Robert Juan-Cantavella: “Los cambios importantes vienen siempre de las vanguardias, no de espíritus reformistas”

Fragmento de la cubierta de «Nadia», de Robert Juan-Cantavella, Galaxia Gutenberg

 
Conversamos con el escritor y traductor Robert Juan-Cantavella (Almassora, 1976) acerca de su última novela Nadia (Galaxia Gutenberg), donde retrata la búsqueda de una enigmática mujer a través de distintos países de Europa y de momentos históricos cambiantes, en medio del auge de la criminología del siglo XIX y el del activismo político-contracultural de los siglos XX y XXI. Juan-Cantavella, como novelista, ha publicado otros títulos: Y el cielo era una bestia (Anagrama, 2014), Asesino cósmico (Mondadori, 2011), El Dorado (Mondadori, 2008) y Otro (Laia Libros, 2001). Además, ha escrito el libro de crónicas La realidad (Malpaso, 2016) y la colección de relatos Proust fiction (Poliedro Editorial, 2005).

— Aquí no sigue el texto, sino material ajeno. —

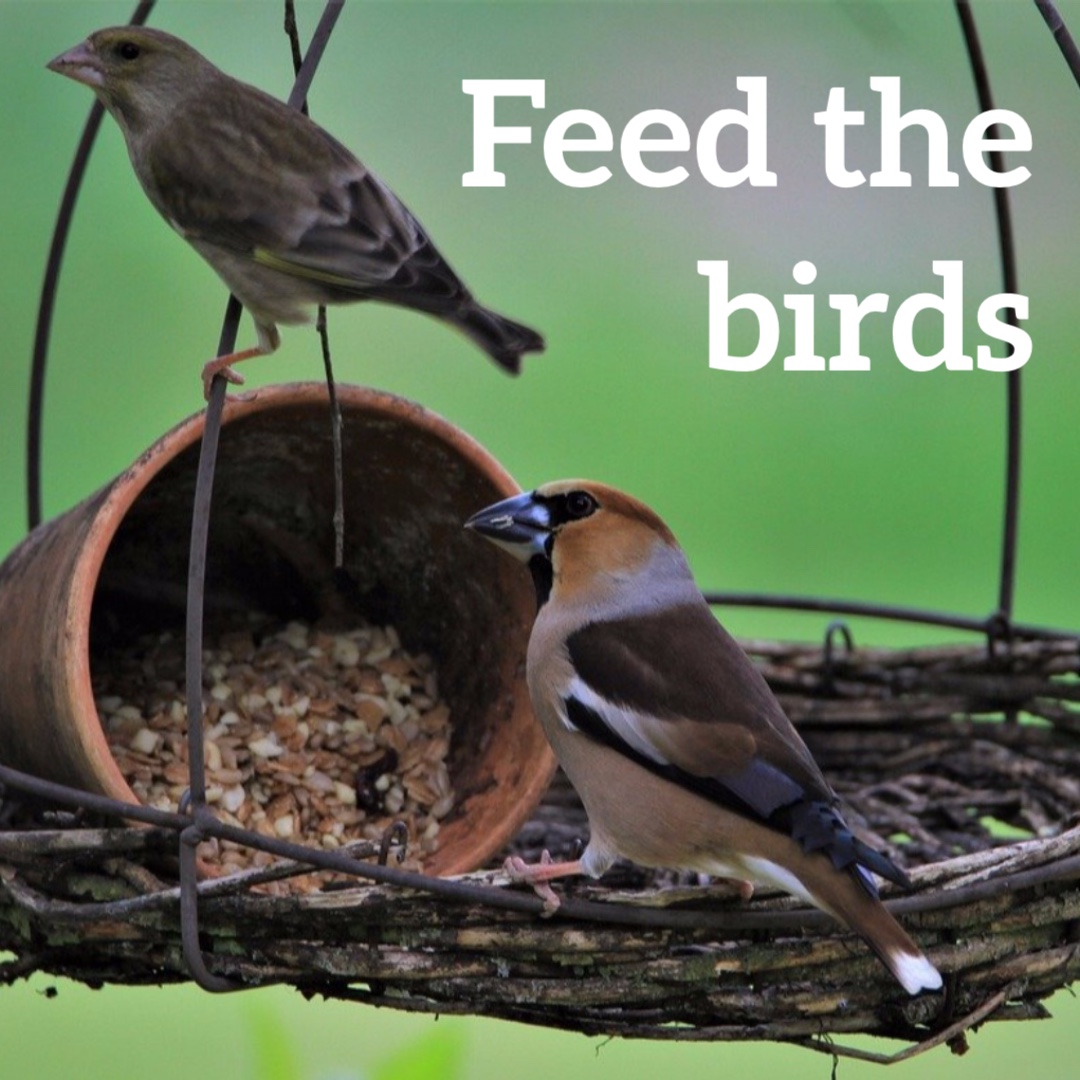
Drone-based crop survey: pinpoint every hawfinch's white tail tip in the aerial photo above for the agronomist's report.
[890,953,942,995]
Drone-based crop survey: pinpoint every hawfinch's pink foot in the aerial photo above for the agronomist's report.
[502,851,581,919]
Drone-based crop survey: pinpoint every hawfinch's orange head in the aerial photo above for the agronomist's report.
[465,480,688,605]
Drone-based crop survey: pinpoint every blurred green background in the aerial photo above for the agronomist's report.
[0,0,1080,1080]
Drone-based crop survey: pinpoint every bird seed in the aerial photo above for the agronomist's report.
[94,620,454,893]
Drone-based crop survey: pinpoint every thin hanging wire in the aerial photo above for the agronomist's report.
[956,0,1021,636]
[26,0,154,529]
[179,0,345,993]
[1035,0,1080,86]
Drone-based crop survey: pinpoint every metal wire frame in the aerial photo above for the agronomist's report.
[14,0,1080,991]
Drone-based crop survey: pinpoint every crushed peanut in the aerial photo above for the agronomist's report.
[94,621,454,892]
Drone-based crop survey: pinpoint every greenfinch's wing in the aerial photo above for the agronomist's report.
[146,79,438,292]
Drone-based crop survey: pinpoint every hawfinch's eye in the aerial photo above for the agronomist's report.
[566,491,597,519]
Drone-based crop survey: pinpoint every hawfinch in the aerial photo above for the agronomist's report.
[467,481,942,994]
[49,26,543,396]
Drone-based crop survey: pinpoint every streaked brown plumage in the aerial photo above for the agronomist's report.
[49,26,543,390]
[467,481,942,994]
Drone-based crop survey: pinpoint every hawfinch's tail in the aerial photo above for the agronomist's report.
[814,874,942,994]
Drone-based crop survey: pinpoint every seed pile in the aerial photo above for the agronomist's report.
[95,622,454,891]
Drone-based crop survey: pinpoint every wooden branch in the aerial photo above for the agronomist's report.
[0,643,1080,1061]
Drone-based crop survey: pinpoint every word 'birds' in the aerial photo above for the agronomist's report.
[467,481,942,994]
[49,26,543,393]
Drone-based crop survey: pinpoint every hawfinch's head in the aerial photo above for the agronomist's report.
[465,480,689,605]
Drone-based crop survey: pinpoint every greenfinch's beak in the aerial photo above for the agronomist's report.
[45,41,105,90]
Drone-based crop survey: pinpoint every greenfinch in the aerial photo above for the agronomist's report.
[48,26,544,395]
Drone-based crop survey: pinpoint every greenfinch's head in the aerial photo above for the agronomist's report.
[46,26,217,127]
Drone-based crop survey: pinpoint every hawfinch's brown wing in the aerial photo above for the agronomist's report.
[564,604,907,887]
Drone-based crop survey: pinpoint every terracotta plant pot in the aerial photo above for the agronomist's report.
[0,383,554,874]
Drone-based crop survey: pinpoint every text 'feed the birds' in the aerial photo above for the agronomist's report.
[461,77,1031,372]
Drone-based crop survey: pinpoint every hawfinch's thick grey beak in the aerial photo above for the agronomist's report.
[45,41,105,90]
[465,491,551,563]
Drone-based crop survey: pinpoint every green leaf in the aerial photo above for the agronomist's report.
[372,1027,464,1080]
[244,997,303,1080]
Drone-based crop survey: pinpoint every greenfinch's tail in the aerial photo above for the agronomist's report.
[449,300,544,375]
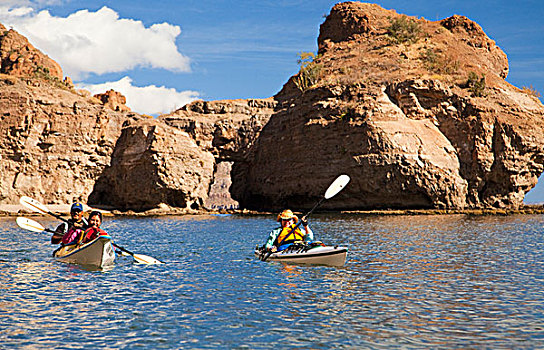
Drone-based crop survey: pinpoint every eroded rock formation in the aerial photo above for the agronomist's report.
[232,2,544,209]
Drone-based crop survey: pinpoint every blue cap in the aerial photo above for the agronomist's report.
[70,203,83,211]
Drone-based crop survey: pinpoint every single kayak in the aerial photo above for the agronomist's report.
[53,235,115,267]
[255,244,348,266]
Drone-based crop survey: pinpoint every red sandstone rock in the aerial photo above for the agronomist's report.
[93,89,130,112]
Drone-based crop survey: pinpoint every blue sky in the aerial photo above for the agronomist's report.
[0,0,544,203]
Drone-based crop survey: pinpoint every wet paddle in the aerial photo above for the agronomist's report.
[17,196,163,264]
[261,175,350,261]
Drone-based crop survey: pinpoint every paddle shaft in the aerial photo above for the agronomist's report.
[262,196,325,261]
[262,175,350,261]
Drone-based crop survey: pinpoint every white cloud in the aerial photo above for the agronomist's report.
[0,2,190,80]
[77,77,199,115]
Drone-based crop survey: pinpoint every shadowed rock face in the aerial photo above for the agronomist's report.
[0,76,136,204]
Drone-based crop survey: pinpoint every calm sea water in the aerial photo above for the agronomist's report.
[0,215,544,349]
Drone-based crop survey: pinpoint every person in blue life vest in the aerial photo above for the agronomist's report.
[51,203,89,245]
[264,209,314,252]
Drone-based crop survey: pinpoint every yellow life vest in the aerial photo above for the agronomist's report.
[277,225,304,244]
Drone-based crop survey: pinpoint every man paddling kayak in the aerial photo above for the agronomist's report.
[264,209,314,252]
[51,203,89,244]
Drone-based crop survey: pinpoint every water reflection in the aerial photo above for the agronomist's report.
[0,215,544,349]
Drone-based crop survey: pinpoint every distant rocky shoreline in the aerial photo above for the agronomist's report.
[5,204,544,217]
[0,2,544,215]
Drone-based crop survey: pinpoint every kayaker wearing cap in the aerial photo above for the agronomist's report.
[51,203,89,244]
[264,209,314,251]
[79,210,107,244]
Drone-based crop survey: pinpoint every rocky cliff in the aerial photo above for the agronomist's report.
[0,25,140,204]
[232,2,544,209]
[0,2,544,210]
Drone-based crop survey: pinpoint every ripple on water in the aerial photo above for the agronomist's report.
[0,215,544,349]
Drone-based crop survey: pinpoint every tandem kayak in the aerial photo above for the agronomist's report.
[53,236,115,268]
[255,244,348,266]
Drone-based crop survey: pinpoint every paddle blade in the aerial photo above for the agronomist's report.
[132,254,164,264]
[19,196,49,214]
[325,175,350,199]
[15,217,45,233]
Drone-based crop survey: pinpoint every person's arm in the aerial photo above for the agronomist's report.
[51,223,68,244]
[264,228,281,249]
[302,218,314,242]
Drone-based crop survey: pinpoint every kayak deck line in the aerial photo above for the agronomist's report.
[53,235,115,267]
[254,245,348,266]
[273,248,348,260]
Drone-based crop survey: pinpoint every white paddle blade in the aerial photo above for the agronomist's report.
[15,217,45,233]
[133,254,164,264]
[325,175,350,199]
[19,196,49,214]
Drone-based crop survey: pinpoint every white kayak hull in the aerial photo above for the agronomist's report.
[255,246,348,266]
[53,236,115,267]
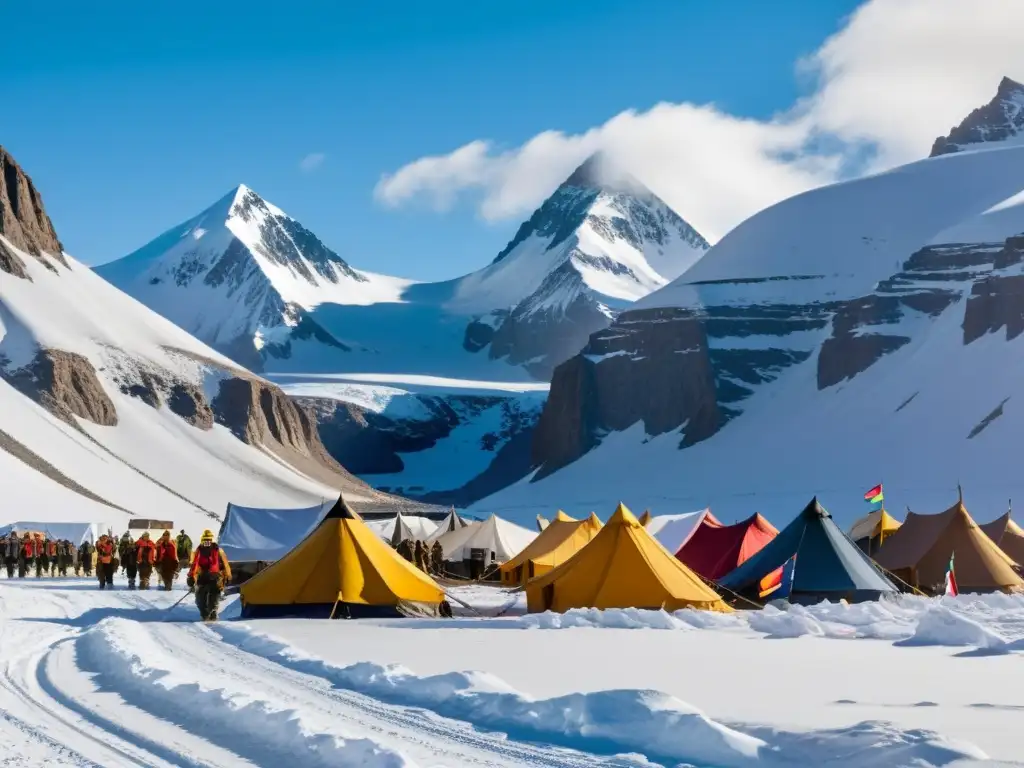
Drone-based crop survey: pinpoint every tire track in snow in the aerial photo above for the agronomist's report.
[154,626,638,768]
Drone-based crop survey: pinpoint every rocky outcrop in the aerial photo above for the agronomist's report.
[964,237,1024,344]
[929,78,1024,158]
[0,146,67,274]
[167,383,213,431]
[531,238,1011,477]
[4,348,118,427]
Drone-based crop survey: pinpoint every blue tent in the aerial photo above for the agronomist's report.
[719,497,898,603]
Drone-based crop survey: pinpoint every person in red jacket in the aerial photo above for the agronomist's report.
[17,534,36,579]
[135,530,157,590]
[187,530,231,622]
[157,530,178,592]
[96,534,115,589]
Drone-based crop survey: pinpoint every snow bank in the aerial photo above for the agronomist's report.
[897,605,1008,651]
[213,625,766,767]
[76,618,415,768]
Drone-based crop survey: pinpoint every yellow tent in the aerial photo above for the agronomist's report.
[500,510,601,585]
[850,509,902,555]
[526,504,731,612]
[241,499,444,617]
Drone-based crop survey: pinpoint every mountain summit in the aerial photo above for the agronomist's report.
[449,154,711,378]
[929,77,1024,158]
[96,184,400,370]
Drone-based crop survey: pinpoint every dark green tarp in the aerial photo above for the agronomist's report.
[718,498,897,603]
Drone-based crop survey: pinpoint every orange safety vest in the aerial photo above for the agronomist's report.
[191,544,220,575]
[135,539,157,565]
[96,542,114,563]
[157,540,178,564]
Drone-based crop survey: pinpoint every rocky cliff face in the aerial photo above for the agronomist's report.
[0,146,67,278]
[531,237,1024,478]
[930,78,1024,158]
[295,393,543,506]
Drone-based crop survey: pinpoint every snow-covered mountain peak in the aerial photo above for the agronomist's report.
[930,77,1024,158]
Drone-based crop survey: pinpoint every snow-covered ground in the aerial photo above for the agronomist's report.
[0,580,1024,768]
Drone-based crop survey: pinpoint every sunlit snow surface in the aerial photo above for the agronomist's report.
[0,580,1024,768]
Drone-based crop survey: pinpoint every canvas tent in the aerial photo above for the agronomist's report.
[645,509,722,554]
[437,515,538,579]
[0,521,105,546]
[240,499,444,617]
[217,499,341,563]
[500,510,601,586]
[676,513,778,582]
[367,512,437,548]
[526,504,730,612]
[874,499,1024,592]
[718,498,897,602]
[426,507,469,544]
[981,510,1024,569]
[850,509,900,555]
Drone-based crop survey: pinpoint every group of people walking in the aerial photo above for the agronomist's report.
[0,530,231,621]
[0,532,92,579]
[95,530,193,592]
[395,539,444,577]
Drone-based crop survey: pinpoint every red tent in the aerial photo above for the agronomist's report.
[676,514,778,582]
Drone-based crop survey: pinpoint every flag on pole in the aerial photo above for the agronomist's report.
[946,553,959,597]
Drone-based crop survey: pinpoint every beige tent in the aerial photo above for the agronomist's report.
[981,510,1024,567]
[874,499,1024,592]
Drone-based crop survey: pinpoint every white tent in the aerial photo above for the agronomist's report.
[646,509,714,554]
[367,512,437,547]
[427,507,469,544]
[217,501,336,562]
[437,515,538,564]
[0,521,110,547]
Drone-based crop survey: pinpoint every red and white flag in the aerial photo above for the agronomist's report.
[946,555,959,597]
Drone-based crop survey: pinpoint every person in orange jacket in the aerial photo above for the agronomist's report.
[187,530,231,622]
[135,530,157,590]
[96,534,116,589]
[157,530,178,592]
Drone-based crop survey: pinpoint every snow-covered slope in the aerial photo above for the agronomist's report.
[473,132,1024,523]
[96,185,409,368]
[96,157,709,381]
[0,153,415,528]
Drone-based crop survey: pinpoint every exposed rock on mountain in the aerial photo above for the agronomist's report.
[929,78,1024,158]
[0,146,65,264]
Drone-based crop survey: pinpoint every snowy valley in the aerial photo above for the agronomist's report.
[96,155,709,505]
[0,150,415,530]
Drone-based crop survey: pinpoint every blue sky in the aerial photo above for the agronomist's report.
[0,0,857,280]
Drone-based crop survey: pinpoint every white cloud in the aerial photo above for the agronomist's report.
[299,152,327,173]
[375,0,1024,240]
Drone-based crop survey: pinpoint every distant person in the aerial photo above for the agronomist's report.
[187,530,231,622]
[174,528,193,572]
[118,530,137,570]
[36,534,50,579]
[3,530,22,579]
[17,534,36,579]
[135,530,157,590]
[395,539,413,562]
[75,541,96,577]
[96,534,116,589]
[57,539,75,579]
[430,542,444,575]
[157,530,178,592]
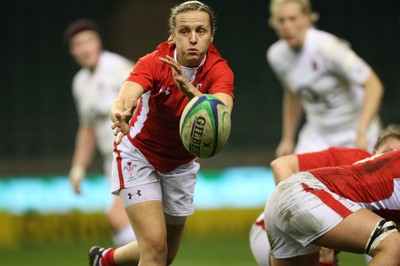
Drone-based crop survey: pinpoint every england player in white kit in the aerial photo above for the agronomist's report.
[64,19,135,246]
[267,28,380,153]
[250,0,383,265]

[Leer un fragmento de Nadia]

Has publicado tu quinta novela, Nadia, que describes en la “Nota del autor” como “una historia basada en hechos reales”. Sin embargo, no se trata de una novela realista al uso, ¿cómo fue la creación de este entramado que se mueve dentro de unas coordenadas temporales y factuales propios de la realidad histórica?

R. Juan-Cantavella, escritor

Sí, es como un pequeño chiste. Allí digo: “De tener la frase algún sentido, podría hablarse de una historia basada en hechos reales”.

Sucede que la frasecita de marras no tiene el menor sentido. Todas las novelas del mundo están basadas en hechos reales, incluidas las de ciencia ficción y fantasía, puede que estas incluso más que las otras.

Nadia no es ni de ciencia ficción ni de fantasía, pero tampoco es una novela realista. Sería imposible tratar de que el lector creyese que las aventuras que viven los protagonistas podrían haber sucedido, que es lo que sucede con una novela realista.

Pero aún así, la mayor parte de las cosas que en ella se cuentan sucedieron, son hechos históricos que tienen que ver con una cierta contracultura del siglo XX, y con los orígenes de la criminología, donde juegan un papel protagonista pioneros como Franz Joseph Gall y Cesare Lombroso.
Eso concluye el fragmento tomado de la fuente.